Sentemonet: A Comprehensive Framework for Multimodal Sentiment Analysis from Text and Emotions
Main Article Content
Abstract
Sentiment analysis, a crucial aspect of Natural Language Processing (NLP), plays a pivotal role in understanding public opinion, customer feedback, and user sentiments in various domains. In this study, we present a comprehensive approach to sentiment analysis that incorporates both textual and emoji data, leveraging diverse datasets from sources such as social media, customer reviews, and surveys. Our methodology consists of several key steps, including data collection, pre-processing, feature extraction, feature fusion, and feature selection. For data pre-processing, we apply techniques such as tokenization, lowercasing, stop word removal, and stemming to ensure uniform and meaningful text representation. We also extract emojis from text using regular expressions and convert them into textual representations, facilitating unified processing.
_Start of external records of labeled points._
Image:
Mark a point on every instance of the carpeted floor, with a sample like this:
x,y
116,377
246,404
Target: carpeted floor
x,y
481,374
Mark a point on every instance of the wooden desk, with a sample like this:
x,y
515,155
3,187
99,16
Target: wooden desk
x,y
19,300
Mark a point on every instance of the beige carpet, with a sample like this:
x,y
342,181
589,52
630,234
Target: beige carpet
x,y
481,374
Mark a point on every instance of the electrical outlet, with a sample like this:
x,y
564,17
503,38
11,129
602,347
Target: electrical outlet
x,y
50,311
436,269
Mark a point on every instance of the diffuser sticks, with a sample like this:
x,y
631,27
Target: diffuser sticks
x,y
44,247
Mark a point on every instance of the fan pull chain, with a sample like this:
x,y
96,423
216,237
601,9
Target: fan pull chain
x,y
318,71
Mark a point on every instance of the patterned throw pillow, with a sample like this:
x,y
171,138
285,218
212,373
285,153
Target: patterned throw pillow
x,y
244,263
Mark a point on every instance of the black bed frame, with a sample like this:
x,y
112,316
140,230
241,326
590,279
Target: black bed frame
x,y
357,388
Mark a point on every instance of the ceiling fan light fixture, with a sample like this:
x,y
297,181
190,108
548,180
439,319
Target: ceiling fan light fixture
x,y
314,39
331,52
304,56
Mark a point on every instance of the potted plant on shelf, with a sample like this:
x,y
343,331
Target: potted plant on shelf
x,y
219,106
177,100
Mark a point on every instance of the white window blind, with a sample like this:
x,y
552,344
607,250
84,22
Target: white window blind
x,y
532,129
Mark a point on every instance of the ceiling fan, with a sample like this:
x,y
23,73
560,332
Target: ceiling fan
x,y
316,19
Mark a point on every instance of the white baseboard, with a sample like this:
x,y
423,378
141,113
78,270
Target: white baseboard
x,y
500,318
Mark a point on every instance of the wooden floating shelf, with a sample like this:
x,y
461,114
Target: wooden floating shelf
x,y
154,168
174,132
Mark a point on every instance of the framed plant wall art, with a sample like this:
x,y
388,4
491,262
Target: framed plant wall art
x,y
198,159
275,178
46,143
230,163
Text data is transformed into feature vectors using Term frequency_ Inverse Term frequency (TF-IDF) weighting-based Bag of Words (TF-IDF_BoW) with word frequencies, pre-trained Word2Vec word embeddings, and n-grams to capture local word patterns. Emoji data, on the other hand, is processed using pre-trained emoji embeddings (Emoji2Vec) and emoji frequency counting. The Feature Fusion stage involves the combination of text and emoji features into a single feature vector, with a weighted concatenation approach. In the Feature Selection phase, introduced a Self-Improved Siberian Tiger Optimization (SI-STO), a novel feature selection technique, to identify the most relevant features for sentiment prediction. The sentiment classification model SentEmoNet combines LSTM with an Attention Mechanism and a CNN for capturing text patterns and extracting local features from text and emoji embeddings. We use standard sentiment analysis metrics to assess performance in the model evaluation phase. The proposed model has achieved an accuracy of 97.87%, which is better than the existing ones.